Par mariages et successions, le château revient en dot à Jeanne de Vergy qui épouse en 1340 Geoffroy Ier de Charny. Leur petite fille Maguerite épouse en 1400 Jean de Bauffremont qui décède à la bataille d'Azincourt en 1415. C'est son neveu Pierre de Bauffremont qui hérite du château de Montfort.
La Renaissance
La petite fille de Pierre de Bauffremont, Philiberte se maria avec Jean de Chalon prince d'Orange. Mais, après la mort de Jean de Chalon, Philibert son fils refusa de rendre hommage au roi de France pour sa principauté d'Orange et se mit au service de Charles Quint. Le Château est alors mis sous séquestres par François Ier à partir de 1521.
En 1530, René de Chalon hérite des biens de son oncle Philibert de Chalon, biens qu'il léguera à son cousin Guillaume d'Orange-Nassau.
Le 19 mai 1547, Guillaume Ier d'Orange-Nassau obtiendra la levée des séquestres sur le château. Sa fille, Emélia d'Orange-Nassau (Amélie) après une succession difficile avec ses sœurs, obtient le château où elle entreprend d'importants travaux de réhabilitations.
XVIIe et XVIIIe siècles
Le 14 février 1688, les petites filles d'Amélie d'Orange-Nassau vendent le château de Montfort pour 62 000 livres à François Michel Le Tellier marquis de Louvois, secrétaire d'état de la guerre de Louis XIV.
En 1691, à la mort de François Michel Le Tellier son fils Louis François Marie Le Tellier marquis de Barbezieux lui succède. Puis en 1701 sa fille Marie Margdelaine épouse du duc d'Harcourt hérite du château et des terres de Montfort.
Le 31 mai 1731, le duc et la duchesse d'Harcourt revendent la baronnie de Monfort à Frédéric de La Forest pour 100 000 livres. Seuls seigneurs qui feront du château leur résidence principale.
Du xixe siècle à nos jours
Le 18 août 1817, une descendante de la famille de La Forest cède le château, pour seulement 1 200 francs à Jean Baptise Lefaivre, ancien domestique au château.
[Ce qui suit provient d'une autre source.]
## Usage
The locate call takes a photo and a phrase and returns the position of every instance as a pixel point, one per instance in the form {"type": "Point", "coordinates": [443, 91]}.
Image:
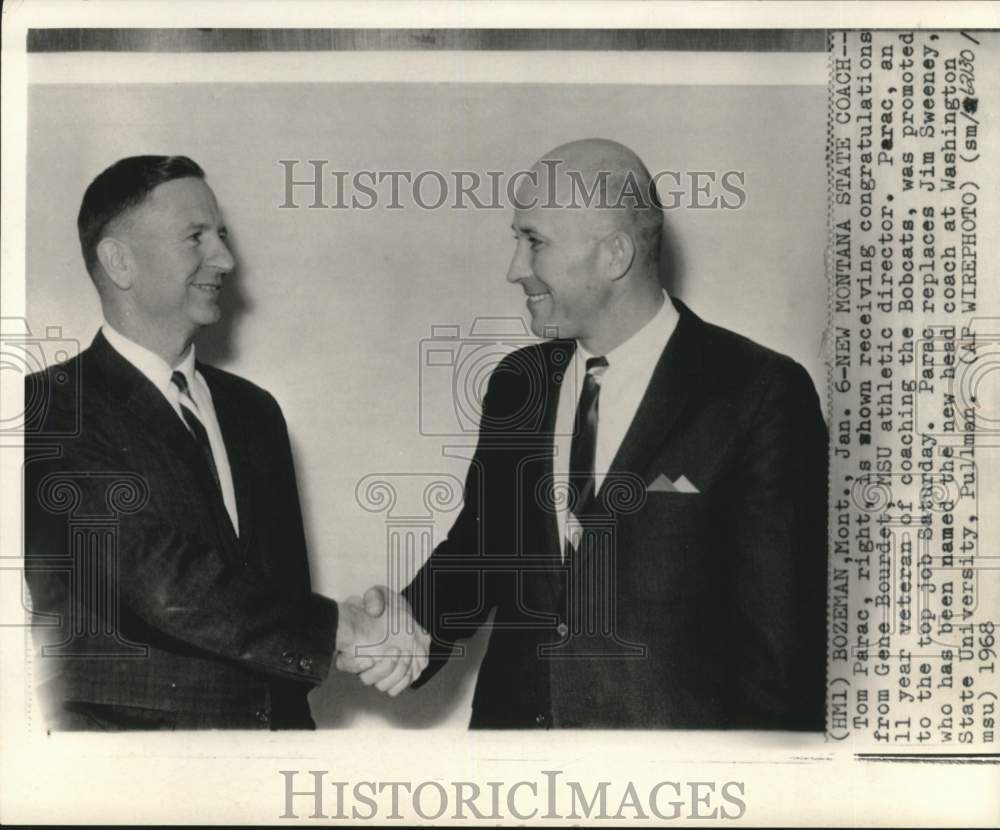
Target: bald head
{"type": "Point", "coordinates": [605, 185]}
{"type": "Point", "coordinates": [587, 224]}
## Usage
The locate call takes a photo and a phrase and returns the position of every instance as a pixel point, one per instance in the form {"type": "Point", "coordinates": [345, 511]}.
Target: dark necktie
{"type": "Point", "coordinates": [189, 409]}
{"type": "Point", "coordinates": [584, 445]}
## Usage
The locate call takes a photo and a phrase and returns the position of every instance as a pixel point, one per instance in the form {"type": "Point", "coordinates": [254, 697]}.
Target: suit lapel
{"type": "Point", "coordinates": [670, 388]}
{"type": "Point", "coordinates": [547, 580]}
{"type": "Point", "coordinates": [558, 360]}
{"type": "Point", "coordinates": [238, 449]}
{"type": "Point", "coordinates": [148, 406]}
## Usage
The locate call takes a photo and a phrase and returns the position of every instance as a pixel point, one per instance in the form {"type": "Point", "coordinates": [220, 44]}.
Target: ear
{"type": "Point", "coordinates": [620, 250]}
{"type": "Point", "coordinates": [116, 260]}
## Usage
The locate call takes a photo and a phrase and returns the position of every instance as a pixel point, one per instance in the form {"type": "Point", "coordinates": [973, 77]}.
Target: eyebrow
{"type": "Point", "coordinates": [204, 226]}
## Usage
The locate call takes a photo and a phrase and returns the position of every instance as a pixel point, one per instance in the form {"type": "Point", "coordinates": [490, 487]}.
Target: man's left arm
{"type": "Point", "coordinates": [778, 547]}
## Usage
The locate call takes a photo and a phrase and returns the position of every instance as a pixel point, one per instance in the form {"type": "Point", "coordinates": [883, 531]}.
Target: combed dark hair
{"type": "Point", "coordinates": [124, 185]}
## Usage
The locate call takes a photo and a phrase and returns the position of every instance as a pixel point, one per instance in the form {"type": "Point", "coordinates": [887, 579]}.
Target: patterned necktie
{"type": "Point", "coordinates": [189, 409]}
{"type": "Point", "coordinates": [584, 445]}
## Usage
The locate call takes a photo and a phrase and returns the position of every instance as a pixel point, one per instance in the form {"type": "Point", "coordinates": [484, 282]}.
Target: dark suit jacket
{"type": "Point", "coordinates": [149, 602]}
{"type": "Point", "coordinates": [697, 610]}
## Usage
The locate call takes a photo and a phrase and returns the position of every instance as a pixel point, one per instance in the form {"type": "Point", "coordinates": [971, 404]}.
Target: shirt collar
{"type": "Point", "coordinates": [150, 364]}
{"type": "Point", "coordinates": [648, 342]}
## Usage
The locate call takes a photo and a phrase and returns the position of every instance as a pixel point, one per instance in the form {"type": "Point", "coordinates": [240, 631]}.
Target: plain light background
{"type": "Point", "coordinates": [331, 310]}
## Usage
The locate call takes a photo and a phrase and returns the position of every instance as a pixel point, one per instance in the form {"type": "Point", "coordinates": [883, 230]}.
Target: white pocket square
{"type": "Point", "coordinates": [662, 484]}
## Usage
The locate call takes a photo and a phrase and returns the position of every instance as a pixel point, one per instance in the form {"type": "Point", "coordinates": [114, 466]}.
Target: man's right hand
{"type": "Point", "coordinates": [379, 640]}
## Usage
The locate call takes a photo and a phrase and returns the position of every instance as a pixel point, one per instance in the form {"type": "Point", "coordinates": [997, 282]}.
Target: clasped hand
{"type": "Point", "coordinates": [379, 640]}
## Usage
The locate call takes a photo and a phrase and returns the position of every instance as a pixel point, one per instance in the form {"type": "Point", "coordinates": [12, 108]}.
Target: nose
{"type": "Point", "coordinates": [520, 264]}
{"type": "Point", "coordinates": [221, 257]}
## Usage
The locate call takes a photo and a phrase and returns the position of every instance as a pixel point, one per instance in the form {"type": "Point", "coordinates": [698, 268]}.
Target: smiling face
{"type": "Point", "coordinates": [558, 262]}
{"type": "Point", "coordinates": [179, 257]}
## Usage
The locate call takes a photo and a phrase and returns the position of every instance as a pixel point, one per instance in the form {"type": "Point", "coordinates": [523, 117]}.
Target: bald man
{"type": "Point", "coordinates": [645, 513]}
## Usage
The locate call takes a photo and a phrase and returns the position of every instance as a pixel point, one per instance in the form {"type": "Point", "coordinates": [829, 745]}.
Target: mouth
{"type": "Point", "coordinates": [535, 299]}
{"type": "Point", "coordinates": [207, 287]}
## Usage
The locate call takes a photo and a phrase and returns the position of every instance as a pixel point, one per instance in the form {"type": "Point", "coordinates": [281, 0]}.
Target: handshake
{"type": "Point", "coordinates": [379, 640]}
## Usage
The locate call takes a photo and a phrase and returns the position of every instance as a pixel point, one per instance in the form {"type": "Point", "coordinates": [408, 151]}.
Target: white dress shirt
{"type": "Point", "coordinates": [158, 371]}
{"type": "Point", "coordinates": [623, 383]}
Dès lors, seules les terres du domaine seront exploitées, le château, lui tombera en ruines dans l’indifférence totale.
En 1985, les ruines du château sont rachetées par Jean Marie Fériès et son épouse, qui entreprirent leurs réhabilitations.
En 1996, l'association MONS FORTI prit la relève de M. et Mme Fériès.